When Klaus Thymann flew nearly 15,000 feet up into Indonesia’s remote highlands last November, he was racing to document ice that few people realize exists. Near the summit of Puncak Jaya, the country’s highest mountain, some of the world’s last tropical glaciers are rapidly disappearing.

“We stand now to lose these glaciers within a decade,” says Thymann, an explorer, photographer, and scientist who spent days creating a detailed 3D model of the remaining ice.

Few outsiders ever see the glaciers. The mountains sit in a rebel-held area in Central Papua Province, on the island of New Guinea, Indonesia’s easternmost territory. It’s so dangerous there that Indonesia has banned hiking to the peaks. The U.S. State Department warns Americans against travel to the region because of civil unrest (one of the suggestions, if someone takes the risk: Appoint a family member as a point of contact in case you’re taken hostage).
To reach the glaciers, Thymann had to wait for days for the conditions to be right for a helicopter to fly up the mountain. When he arrived, along with guides and armed guards, he saw one of the rare glaciers—not far from humid rainforests and beaches, but at an altitude so high that the area has historically stayed below freezing. Now, the ice is melting quickly because of climate change, an accelerated version of the process that’s happening to glaciers around the world.

Between 1980 and 2024, as the planet heated up, the glaciers in the area lost 97% of their ice cover. They once sprawled over an area about twice the size of Central Park. By 2024, the total area was smaller than Grand Central Station. Four out of the original six glaciers have disappeared. The last two are expected to disappear by 2030.

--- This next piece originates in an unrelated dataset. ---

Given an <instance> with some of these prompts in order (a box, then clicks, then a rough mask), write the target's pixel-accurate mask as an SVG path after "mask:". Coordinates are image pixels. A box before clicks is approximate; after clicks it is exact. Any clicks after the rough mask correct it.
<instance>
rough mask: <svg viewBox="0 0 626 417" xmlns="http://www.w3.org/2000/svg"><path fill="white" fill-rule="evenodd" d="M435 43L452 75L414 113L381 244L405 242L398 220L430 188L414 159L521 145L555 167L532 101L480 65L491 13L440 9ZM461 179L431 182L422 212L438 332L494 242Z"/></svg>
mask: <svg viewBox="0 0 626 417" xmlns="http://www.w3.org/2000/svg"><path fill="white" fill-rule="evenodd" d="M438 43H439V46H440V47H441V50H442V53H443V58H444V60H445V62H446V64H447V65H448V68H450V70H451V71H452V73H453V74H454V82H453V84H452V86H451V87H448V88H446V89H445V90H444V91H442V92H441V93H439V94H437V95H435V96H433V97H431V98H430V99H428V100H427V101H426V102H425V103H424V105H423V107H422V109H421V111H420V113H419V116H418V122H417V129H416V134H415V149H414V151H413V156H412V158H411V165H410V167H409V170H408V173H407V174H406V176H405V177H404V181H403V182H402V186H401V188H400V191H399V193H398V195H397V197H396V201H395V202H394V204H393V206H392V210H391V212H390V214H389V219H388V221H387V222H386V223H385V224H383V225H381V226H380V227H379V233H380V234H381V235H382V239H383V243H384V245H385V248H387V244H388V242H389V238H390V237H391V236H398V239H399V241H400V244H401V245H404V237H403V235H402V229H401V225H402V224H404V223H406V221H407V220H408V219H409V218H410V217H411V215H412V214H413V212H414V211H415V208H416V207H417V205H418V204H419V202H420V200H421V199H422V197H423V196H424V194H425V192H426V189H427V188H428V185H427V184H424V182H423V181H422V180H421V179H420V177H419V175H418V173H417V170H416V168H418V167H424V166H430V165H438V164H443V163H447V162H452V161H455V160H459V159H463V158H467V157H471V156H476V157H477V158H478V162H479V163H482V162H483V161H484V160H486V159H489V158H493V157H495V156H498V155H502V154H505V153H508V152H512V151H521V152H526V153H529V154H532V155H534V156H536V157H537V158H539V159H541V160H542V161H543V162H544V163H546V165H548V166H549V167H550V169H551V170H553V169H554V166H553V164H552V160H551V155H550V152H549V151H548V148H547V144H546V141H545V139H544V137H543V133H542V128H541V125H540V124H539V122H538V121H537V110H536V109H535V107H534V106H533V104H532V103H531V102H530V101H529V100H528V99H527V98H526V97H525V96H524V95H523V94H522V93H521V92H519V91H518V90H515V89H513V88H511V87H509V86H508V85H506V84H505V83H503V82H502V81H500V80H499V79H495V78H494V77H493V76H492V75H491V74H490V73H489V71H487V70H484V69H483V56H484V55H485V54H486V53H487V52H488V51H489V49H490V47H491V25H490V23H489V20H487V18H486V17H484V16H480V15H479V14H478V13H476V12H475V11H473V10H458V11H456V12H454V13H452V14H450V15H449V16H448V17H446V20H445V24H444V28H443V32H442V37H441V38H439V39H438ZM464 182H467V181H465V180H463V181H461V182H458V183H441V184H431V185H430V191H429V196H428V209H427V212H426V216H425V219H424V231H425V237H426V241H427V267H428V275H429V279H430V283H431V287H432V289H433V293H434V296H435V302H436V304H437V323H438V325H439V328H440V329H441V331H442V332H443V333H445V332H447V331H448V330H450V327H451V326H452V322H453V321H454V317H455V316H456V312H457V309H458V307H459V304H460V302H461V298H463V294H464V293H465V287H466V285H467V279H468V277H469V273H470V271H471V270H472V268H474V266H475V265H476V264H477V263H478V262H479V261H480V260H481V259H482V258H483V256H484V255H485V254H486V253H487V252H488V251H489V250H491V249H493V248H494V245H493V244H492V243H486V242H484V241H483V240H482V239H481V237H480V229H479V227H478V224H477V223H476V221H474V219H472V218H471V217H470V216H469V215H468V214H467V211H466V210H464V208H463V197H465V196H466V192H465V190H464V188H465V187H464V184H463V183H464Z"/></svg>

Thymann used drones to photograph the mountain “from every conceivable angle,” he says, later using software to stitch together overlapping images to create a 3D model of the site and one of the glaciers, called the East Northwall Firn, which has split into three parts as it melts. Because of heavy cloud cover in the area—it rains 300 days a year—it’s difficult to accurately map the glacier using satellite images. Geolocation technology from a company called Trimble helped map the site in centimeter-level detail. Thymann, who has a nonprofit called Project Pressure that uses art, science, and activism to track environmental change, previously used a similar process to document other tropical ice in South America and East Africa.

The data from the Indonesian mountain is open source so scientists can use it to track the ecosystem as it changes. But it’s also a record of an important cultural site. “For locals, they’re called the ‘eternity’ glaciers,” says Thymann. “Now they’re becoming extinct. Maybe it’s a good thing for future generations to have a visual reference of what they look like.”